Peter Stockland: What has become of our nation?

By 
  • March 27, 2021

If my prayer request for one miracle were answered, every Catholic church in Canada would toll a funeral bell two years from now when the first mentally ill Canadian is killed by MAiD.

Indeed, I would hope every Christian church in the country would chime in, and houses of worship of all faiths signal in ways proper to them their sorrow and outrage at the act.

The tolling and other multi-faith mourning signs would, first and foremost, mark the lost life of the victim, of course. But they would also sound the death of the country we know.

Since March 17, when Bill C-7 received Royal Proclamation and became law, the Canada I was born into has been left dangling precipitously above the void. Even this late, it need not fall.

In a sliver of sanity’s light breaking through the dark madness of debate around the legislation, the Liberal government has at least delayed for 24 months letting doctors inject lethal levels of poison into the veins of those whose minds are too debilitated to see clearly what’s happening to them. We take the tiniest of graces where and when we get them, yes?

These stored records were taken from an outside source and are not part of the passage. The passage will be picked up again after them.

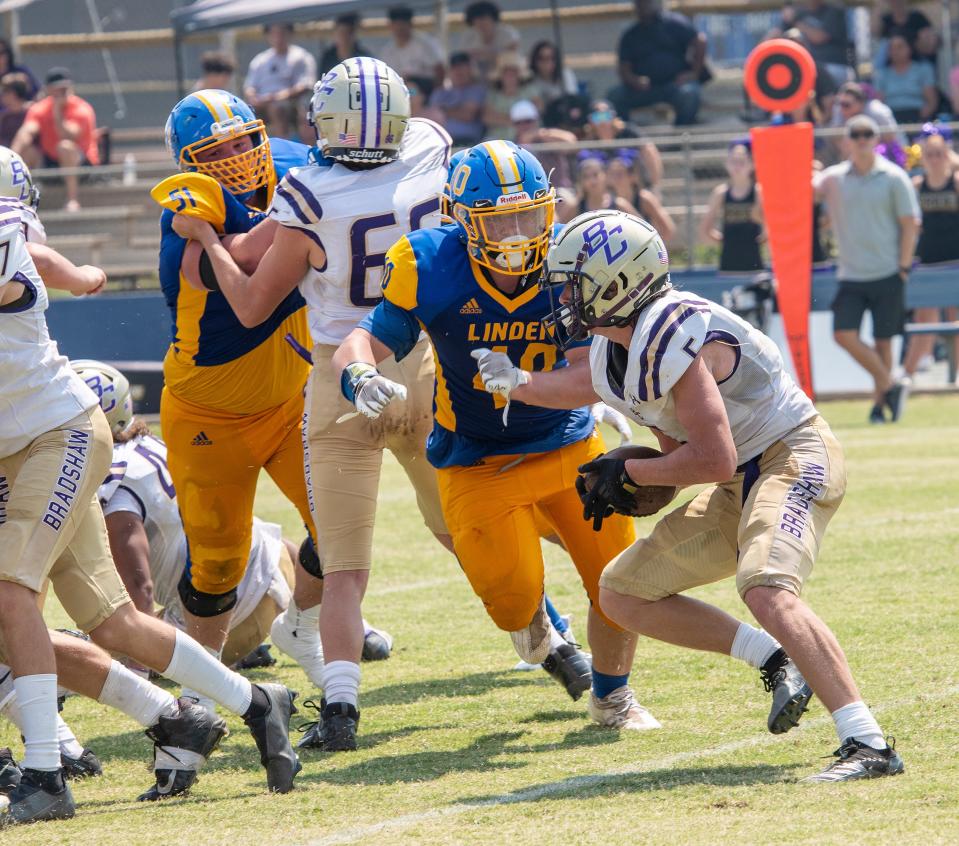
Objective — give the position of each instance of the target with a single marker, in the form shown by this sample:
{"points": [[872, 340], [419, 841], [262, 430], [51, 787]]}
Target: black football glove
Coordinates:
{"points": [[612, 491]]}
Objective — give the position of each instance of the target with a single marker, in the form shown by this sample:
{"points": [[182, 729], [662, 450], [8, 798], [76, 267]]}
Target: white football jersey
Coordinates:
{"points": [[762, 401], [38, 389], [139, 482], [356, 216]]}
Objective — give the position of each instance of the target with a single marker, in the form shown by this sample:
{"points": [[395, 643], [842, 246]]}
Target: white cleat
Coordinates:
{"points": [[301, 643], [620, 710]]}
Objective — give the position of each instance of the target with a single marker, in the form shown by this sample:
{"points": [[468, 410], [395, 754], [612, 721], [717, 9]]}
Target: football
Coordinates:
{"points": [[649, 499]]}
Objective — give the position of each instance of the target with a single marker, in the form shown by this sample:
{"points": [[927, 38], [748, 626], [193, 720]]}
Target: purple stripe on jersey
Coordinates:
{"points": [[359, 65], [379, 104], [292, 203], [726, 338], [307, 195], [667, 337]]}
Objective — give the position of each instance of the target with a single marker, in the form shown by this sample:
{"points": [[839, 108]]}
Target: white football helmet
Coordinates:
{"points": [[111, 388], [614, 264], [359, 111], [15, 179]]}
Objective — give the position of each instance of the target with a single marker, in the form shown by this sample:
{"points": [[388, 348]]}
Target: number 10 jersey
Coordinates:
{"points": [[356, 216]]}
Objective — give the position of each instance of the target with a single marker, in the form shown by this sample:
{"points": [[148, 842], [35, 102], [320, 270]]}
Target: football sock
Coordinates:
{"points": [[554, 617], [752, 645], [855, 720], [194, 667], [37, 696], [137, 698], [604, 684], [67, 740], [341, 682]]}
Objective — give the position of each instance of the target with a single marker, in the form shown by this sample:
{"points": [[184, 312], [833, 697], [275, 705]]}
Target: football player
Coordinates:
{"points": [[716, 394], [146, 534], [232, 401], [469, 284], [379, 175], [54, 452]]}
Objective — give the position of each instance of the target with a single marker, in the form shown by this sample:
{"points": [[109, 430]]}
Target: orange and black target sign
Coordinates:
{"points": [[779, 75]]}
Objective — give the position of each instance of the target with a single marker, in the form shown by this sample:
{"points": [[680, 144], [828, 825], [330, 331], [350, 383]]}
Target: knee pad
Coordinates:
{"points": [[309, 560], [201, 604]]}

The purpose of the delay is to develop “protocols” around non-culpable homicide being administered to the mentally ill. The very need for such fail-safes and guidelines should be enough to awaken any clear-thinking Canadian to the ghastliness of the whole undertaking. That might offer up enough time to create a political backlash that kills the bill, not mentally ill patients. 

Faint hope it might sound. Yet it’s worth noting the Liberals needed support from the Bloc Quebecois to get C-7 through the House of Commons and back to the Senate for final approval. No Conservative or New Democrat voted to approve the killing of mentally ill Canadians. Regardless of partisan preference, we can all say thank God for that.

More, disability rights groups denounced the passage of the legislation in language that signalled they have just begun to fight, though it must be said they’ve been stalwart in opposition to C-7 as it was rushed through Parliament.

“We are extremely concerned that people with disabilities experiencing a temporary crisis will accept MAiD and die needlessly. In the case of mental illness, MAiD is a permanent lethal solution for a temporary situation,” said Jewelles Smith of the Council of Canadians With Disabilities.

Those warning sentiments have been expressed in various ways across the country by hundreds of doctors, lawyers, clergy and activists. Even the Toronto Star roused itself to issue an editorial that scolded Parliament for the path it has headed Canada down, saying medical assistance in dying was never meant as a generic therapeutic lethal weapon.

Alas, nothing could halt the horror show of C-7 once it rolled through the Commons and the Senate. Both chambers radically expanded the bill beyond what was required to meet the conditions of the Truchon case, a Quebec lower court ruling that forced rewriting of 2016’s medically assisted homicide legislation. The Senate, our bastion of sober second thought, actually one-upped the Commons by adding the permission to kill the mentally ill.

Those watching the process closely perceived a form of mania taking hold of both legislative bodies so that the unimaginable quickly became the unquestionable. Now with two years for heads to clear and reality to reassert itself, there’s opportunity to press essential questions home.  Some such queries will rightly be about the  mentally ill individuals. Equally important is questioning what kind of country Canada will become.

How in the name of Heaven did we get here is a good place to start. Another is what on Earth happened to us as a country of compassion for our most vulnerable. A third: Which country in history will we most resemble on the black day when the first deadly needle ends a mentally ill life?

Pray that by some miracle, people of faith can make that last question ring a bell among our compatriots — before the bell tolls for us.

(Stockland is publisher of Convivium.ca and a senior fellow with Cardus.)